Hal itu ia ungkapkan sebelum memberi materi teknis menulis berita dalam sekolah jurnalistik yang diselenggarakan Pengurus PAC IPNU-IPPNU Pasongsongan Selasa (13/06/2023) di Lantai Dasar Gedung KH. Wahab Hasbullah, Desa Panaongan, Kecamatan Pasongsongan.

“Hakekatnya, fiksi ataupun nonfiksi itu sama, yakni lahir dari sebuah riset dari seorang penulis tentang fakta dan persoalan. Yang membedakan keduanya hanya cara kepenulisan,” terangnya.

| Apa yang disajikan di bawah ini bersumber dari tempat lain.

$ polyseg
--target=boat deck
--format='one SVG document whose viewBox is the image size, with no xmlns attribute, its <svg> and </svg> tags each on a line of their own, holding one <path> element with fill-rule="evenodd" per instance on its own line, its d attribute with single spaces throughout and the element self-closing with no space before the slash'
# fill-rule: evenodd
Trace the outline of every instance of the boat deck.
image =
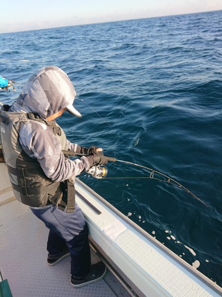
<svg viewBox="0 0 222 297">
<path fill-rule="evenodd" d="M 16 200 L 0 207 L 0 270 L 13 297 L 128 296 L 109 272 L 96 283 L 73 288 L 70 257 L 55 266 L 47 264 L 48 234 L 29 207 Z M 96 255 L 92 252 L 92 261 L 96 262 Z"/>
</svg>

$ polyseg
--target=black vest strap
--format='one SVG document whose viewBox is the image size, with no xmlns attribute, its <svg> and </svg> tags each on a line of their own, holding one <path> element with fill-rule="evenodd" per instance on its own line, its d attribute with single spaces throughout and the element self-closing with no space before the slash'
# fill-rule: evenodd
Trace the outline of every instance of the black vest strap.
<svg viewBox="0 0 222 297">
<path fill-rule="evenodd" d="M 74 212 L 75 210 L 75 188 L 73 183 L 69 180 L 64 181 L 65 193 L 63 193 L 63 198 L 59 204 L 58 208 L 61 210 L 65 210 L 66 207 L 66 212 Z"/>
<path fill-rule="evenodd" d="M 53 183 L 48 186 L 42 187 L 20 187 L 11 183 L 12 189 L 23 195 L 37 195 L 47 193 L 52 190 L 56 190 L 60 183 Z"/>
</svg>

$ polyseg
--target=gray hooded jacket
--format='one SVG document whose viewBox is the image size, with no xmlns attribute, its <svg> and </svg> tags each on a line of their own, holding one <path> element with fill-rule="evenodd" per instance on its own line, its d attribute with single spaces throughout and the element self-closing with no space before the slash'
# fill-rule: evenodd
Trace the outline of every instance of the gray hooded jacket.
<svg viewBox="0 0 222 297">
<path fill-rule="evenodd" d="M 44 67 L 30 78 L 10 108 L 4 105 L 0 111 L 4 158 L 15 195 L 25 204 L 57 205 L 62 193 L 63 200 L 67 195 L 70 198 L 69 193 L 74 193 L 68 180 L 90 168 L 92 156 L 74 161 L 65 158 L 62 149 L 78 152 L 82 147 L 68 141 L 55 121 L 45 119 L 72 104 L 75 94 L 65 72 Z M 70 205 L 69 212 L 74 208 Z"/>
<path fill-rule="evenodd" d="M 43 67 L 25 84 L 9 111 L 33 112 L 44 119 L 72 104 L 75 95 L 67 75 L 55 66 Z M 21 123 L 19 140 L 24 151 L 39 163 L 52 181 L 61 182 L 89 169 L 87 158 L 65 159 L 61 145 L 51 128 L 36 121 Z M 79 147 L 67 140 L 68 149 L 78 152 Z"/>
</svg>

Bahkan yang diklaim sebagai karya ilmiah, lanjut pria yang akrab disapa Ra Dayat, bisa disebut hoaks jika tidak bersumber dari realitas yang sesungguhnya.

“Jokowi Undercover yang ditulis Bambang Tri merupakan salah satu contoh dari tulisan hoaks tersebut. Nah, itu bukan karya ilmiah, melainkan akumulasi dari kebencian sehingga lahirlah buku fitnah” tandasnya berkelakar.

Sebaliknya, cerpen atau novel yang mampu menguak fakta, bagi Ra Dayat dianggap sebagai pengetahuan yang bisa dijadikan rujukan semua orang.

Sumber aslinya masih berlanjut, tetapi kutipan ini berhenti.